Of course, people who have had their eye on the industry for a while remember a time, before the Great Recession, when it wasn’t easy to recruit quality employees or even a full staff.
“Anyone who’s been around the business for any length of time knows that there have been times when it was all but impossible to get people to work in a fast food and quick-service environment,” says Christopher Muller, the dean of Boston University’s School of Hospitality Administration and a fourth-generation restaurateur.
“I’m here in Boston,” Muller says. “Back in the ’80s, Burger King and McDonald’s were busing people in from 50 miles away and offering them [well above minimum wage] because they just couldn’t find enough employees.”
At a time when there are more people unemployed in the U.S. (13.9 million, according to the Bureau of Labor Statistics) than there are employees in the restaurant industry, brands need not worry about the supply of willing workers running low any time soon, let alone about renting any buses.
But even in a labor market flush with supply, restaurants need to look ahead and determine if they are poised to attract the top talent they need to thrive once the economy improves and the labor pool shrinks.
And Muller isn’t sure that they are.
“We have a very tenuous relationship with our workforce because we treat our workforce in many cases as expendable, and that’s not to our competitive advantage,” he says.
“We need to professionalize the industry so that people can stay in the job.”
Muller is referring to the notoriously high rate of employee turnover in the restaurant industry. During the better part of last decade, the median turnover for a quick-serve crew member was more than 100 percent on an annualized basis—meaning the average nonsupervisory employee at a quick-service restaurant left his or her job within a year.

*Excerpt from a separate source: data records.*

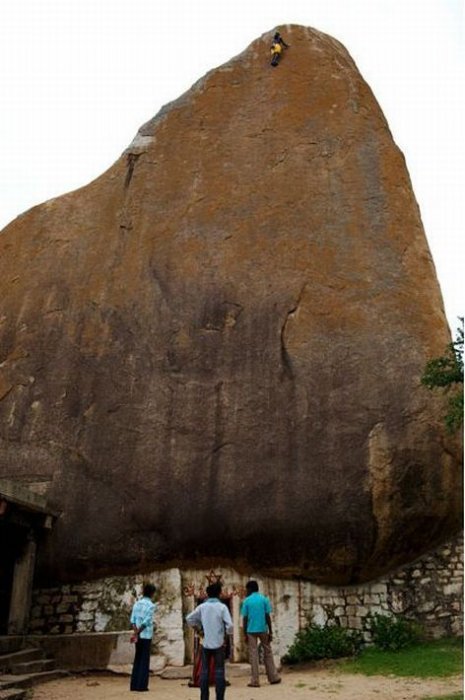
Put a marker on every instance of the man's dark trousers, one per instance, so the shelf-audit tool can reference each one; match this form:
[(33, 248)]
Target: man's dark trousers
[(220, 681), (141, 667)]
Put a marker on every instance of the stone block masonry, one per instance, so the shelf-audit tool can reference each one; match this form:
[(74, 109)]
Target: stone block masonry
[(428, 591)]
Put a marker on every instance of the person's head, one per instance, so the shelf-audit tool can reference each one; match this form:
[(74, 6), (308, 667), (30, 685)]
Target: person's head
[(148, 590), (251, 587), (214, 590)]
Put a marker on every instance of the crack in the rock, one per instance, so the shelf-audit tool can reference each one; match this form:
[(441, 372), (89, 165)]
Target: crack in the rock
[(285, 359), (132, 159)]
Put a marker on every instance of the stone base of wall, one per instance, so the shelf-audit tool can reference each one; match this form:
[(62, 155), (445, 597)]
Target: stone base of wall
[(428, 591), (86, 651)]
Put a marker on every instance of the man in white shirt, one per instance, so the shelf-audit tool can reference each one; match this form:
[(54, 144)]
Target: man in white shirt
[(142, 627), (214, 618)]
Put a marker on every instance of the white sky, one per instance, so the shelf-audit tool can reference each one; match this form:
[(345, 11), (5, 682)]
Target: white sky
[(78, 78)]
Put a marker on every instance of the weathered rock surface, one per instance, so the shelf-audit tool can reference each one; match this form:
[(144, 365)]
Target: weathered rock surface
[(213, 351)]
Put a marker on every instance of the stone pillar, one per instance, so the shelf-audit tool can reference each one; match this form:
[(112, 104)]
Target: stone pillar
[(21, 592)]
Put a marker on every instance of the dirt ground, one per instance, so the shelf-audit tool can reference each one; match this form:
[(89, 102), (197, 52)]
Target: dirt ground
[(308, 684)]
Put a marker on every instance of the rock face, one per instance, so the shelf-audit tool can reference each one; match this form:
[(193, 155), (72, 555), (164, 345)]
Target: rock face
[(213, 352)]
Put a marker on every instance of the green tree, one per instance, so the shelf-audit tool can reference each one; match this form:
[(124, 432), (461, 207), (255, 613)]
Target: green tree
[(447, 372)]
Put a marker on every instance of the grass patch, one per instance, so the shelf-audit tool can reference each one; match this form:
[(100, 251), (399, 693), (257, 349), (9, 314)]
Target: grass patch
[(436, 659)]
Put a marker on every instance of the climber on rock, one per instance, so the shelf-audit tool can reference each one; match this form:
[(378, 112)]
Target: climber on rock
[(277, 48)]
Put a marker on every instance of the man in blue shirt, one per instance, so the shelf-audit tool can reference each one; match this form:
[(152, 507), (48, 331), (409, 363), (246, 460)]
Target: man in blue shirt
[(255, 611), (214, 618), (142, 627)]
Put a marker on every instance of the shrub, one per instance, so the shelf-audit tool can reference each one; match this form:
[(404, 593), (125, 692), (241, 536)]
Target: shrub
[(393, 633), (329, 642)]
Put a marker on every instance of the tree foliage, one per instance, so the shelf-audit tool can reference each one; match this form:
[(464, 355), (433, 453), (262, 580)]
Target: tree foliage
[(447, 372)]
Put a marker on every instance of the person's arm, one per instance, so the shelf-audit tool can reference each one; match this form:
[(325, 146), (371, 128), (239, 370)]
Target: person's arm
[(148, 617), (228, 623), (270, 628), (245, 619), (194, 619)]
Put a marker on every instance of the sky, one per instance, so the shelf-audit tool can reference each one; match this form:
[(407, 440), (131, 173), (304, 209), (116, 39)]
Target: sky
[(79, 77)]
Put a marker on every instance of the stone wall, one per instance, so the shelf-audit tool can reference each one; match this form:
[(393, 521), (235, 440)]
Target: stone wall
[(429, 591)]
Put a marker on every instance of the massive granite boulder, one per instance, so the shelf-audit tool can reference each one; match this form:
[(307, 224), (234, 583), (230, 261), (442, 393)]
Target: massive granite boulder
[(213, 352)]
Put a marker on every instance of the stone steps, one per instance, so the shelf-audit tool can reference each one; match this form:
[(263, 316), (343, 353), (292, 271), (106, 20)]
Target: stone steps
[(10, 643), (13, 694), (9, 681), (12, 659), (34, 666)]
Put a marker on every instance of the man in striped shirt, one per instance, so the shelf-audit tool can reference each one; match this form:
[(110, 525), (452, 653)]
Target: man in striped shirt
[(214, 618)]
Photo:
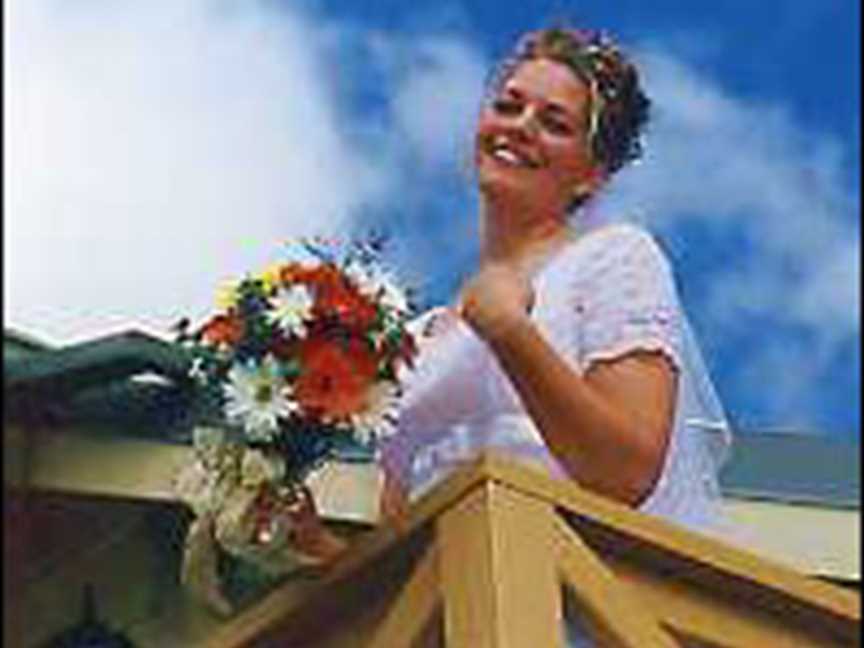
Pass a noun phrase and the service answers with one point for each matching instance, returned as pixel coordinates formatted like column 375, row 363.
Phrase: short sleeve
column 626, row 299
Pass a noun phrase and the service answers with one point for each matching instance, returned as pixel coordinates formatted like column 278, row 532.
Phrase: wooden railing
column 499, row 554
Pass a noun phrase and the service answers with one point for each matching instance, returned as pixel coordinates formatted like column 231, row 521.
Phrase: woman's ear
column 587, row 185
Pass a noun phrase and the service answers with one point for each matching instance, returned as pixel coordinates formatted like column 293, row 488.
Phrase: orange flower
column 335, row 378
column 223, row 329
column 343, row 302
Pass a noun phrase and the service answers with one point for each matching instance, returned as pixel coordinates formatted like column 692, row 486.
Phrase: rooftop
column 97, row 383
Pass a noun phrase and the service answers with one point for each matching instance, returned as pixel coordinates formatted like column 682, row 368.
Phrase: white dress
column 607, row 293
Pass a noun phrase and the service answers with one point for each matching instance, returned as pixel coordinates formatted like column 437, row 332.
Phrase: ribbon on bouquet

That number dropped to 85 percent in 2010, and it is at 80 percent so far in 2011. The drop is an indication of the obvious—people with jobs are clinging to them at a time of high unemployment—rather than of a fundamental change in restaurant competitiveness in the labor market.
Still, in the last two decades, many restaurant chains have reckoned with the public perception that working at a fast food restaurant was a bum job. For example, the industry’s top dog, McDonald’s, has pushed hard and effectively against the stigma of the “McJob,” a term that came to denote any low-pay, dead-end job, not just ones at the chain itself.